Ministry leaders can tick off a list of theories about why people are attracted to health-care sharing. For some whose incomes aren’t low enough to qualify for federal insurance subsidies, sharing can be a cheaper option. But health-care sharing also has an explicitly religious appeal. “If we [share bills], we will reflect to the world this authentic Christian community that displays the love of Christ,” says Medi-Share’s Meggs. Patients may also like that their payments aren’t going to companies that pay for treatments they find morally objectionable, such as abortion or birth control. Others are just eager not to depend on government aid, or don’t want to be tied to an insurance network. “People like the freedom of being able to choose their own doctors and hospitals. We believe health care should be consumer-driven, and our members are attracted to that,” says Samaritan’s Hopp.

If health-care sharing is gaining in popularity, could it be expanded on a much broader scale? The exemption in the ACA that health-care sharing nonprofits won applied only to ministries started before 1999 and organized around “a common set of ethical or religious beliefs.” But if the law were changed, or if current groups could create some kind of spin-off, a popular, secular health-care sharing group would be a possibility, as long as it had some kind of fraternal bond tying members together (such as a trade association) and offered competitive rates, says health economist Herrick. And as nonprofits, current health-care sharing ministries could also receive some sort of donation for expansion, though currently they receive few gifts that aren’t from members. But the arrival of the ACA certainly brought a demand for alternate forms of health care: Kyle Forti says he wouldn’t sign up for subsidized insurance under the ACA, even if he qualified for it. “Look, if I don’t have to take it from the government, I wouldn’t. And quite honestly I trust a private ministry more than I would the bureaucratic government,” he says.

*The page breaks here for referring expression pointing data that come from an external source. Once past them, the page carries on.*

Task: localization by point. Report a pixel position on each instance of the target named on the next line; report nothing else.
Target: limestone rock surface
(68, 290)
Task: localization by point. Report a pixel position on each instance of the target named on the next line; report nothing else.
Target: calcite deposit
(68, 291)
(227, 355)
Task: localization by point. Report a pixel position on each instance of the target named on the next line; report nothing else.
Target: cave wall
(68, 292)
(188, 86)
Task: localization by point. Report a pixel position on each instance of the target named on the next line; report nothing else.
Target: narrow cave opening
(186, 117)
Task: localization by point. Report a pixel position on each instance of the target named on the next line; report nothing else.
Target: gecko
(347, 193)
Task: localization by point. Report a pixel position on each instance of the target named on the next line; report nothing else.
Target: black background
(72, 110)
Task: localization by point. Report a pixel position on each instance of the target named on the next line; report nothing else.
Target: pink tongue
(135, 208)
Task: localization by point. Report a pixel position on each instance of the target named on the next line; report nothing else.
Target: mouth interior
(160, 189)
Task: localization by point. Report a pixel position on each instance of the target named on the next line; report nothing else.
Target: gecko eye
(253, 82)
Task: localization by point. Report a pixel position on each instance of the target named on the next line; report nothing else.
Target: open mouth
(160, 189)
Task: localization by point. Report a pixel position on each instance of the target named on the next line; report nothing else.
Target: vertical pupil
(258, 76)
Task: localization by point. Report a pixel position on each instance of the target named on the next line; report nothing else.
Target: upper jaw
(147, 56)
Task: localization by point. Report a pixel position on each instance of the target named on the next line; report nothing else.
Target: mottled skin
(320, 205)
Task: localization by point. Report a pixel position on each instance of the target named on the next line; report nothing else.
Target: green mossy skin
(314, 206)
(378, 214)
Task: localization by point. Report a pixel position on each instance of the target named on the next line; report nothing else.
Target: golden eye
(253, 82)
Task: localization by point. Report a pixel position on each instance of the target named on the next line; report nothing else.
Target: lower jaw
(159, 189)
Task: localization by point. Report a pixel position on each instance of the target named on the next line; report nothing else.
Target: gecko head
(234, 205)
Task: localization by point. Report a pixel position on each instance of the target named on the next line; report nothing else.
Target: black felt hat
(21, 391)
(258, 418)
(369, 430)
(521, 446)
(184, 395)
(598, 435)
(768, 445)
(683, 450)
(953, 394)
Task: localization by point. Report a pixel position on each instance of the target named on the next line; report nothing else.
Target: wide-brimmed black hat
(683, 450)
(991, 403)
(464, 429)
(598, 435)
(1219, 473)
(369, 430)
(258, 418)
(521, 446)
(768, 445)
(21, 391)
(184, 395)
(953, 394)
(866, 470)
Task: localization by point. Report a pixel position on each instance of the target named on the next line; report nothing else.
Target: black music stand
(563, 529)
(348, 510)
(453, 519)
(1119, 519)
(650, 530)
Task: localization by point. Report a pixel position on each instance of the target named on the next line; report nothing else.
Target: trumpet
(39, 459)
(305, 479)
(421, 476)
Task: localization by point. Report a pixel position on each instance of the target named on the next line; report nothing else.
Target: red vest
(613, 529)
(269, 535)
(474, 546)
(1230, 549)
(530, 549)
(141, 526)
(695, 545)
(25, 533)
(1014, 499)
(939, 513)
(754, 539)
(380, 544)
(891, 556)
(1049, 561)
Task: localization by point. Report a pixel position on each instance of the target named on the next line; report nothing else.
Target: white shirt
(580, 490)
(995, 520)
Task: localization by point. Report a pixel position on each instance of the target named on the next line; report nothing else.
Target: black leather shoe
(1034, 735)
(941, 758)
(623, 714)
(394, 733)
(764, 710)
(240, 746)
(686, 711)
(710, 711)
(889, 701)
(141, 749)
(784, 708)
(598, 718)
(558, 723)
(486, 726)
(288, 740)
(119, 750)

Kyle’s sister Autumn is now happy and healthy, thanks to a diet promoted by another manifestation of philanthropy, the Charlie Foundation, which helps epileptic kids learn to eat food that seems to reduce seizures. And her parents are grateful for the old-fashioned mutual aid that helped them care for her. Ann says she no longer fears the “cha-ching” of medical bills adding up: “You send your share, and you wonder, ‘Wow, I wonder if this is going to work for me.’ Well, I can tell you, $200,000 later, yes, it works for people.”

Liz Essley Whyte is managing editor of Philanthropy.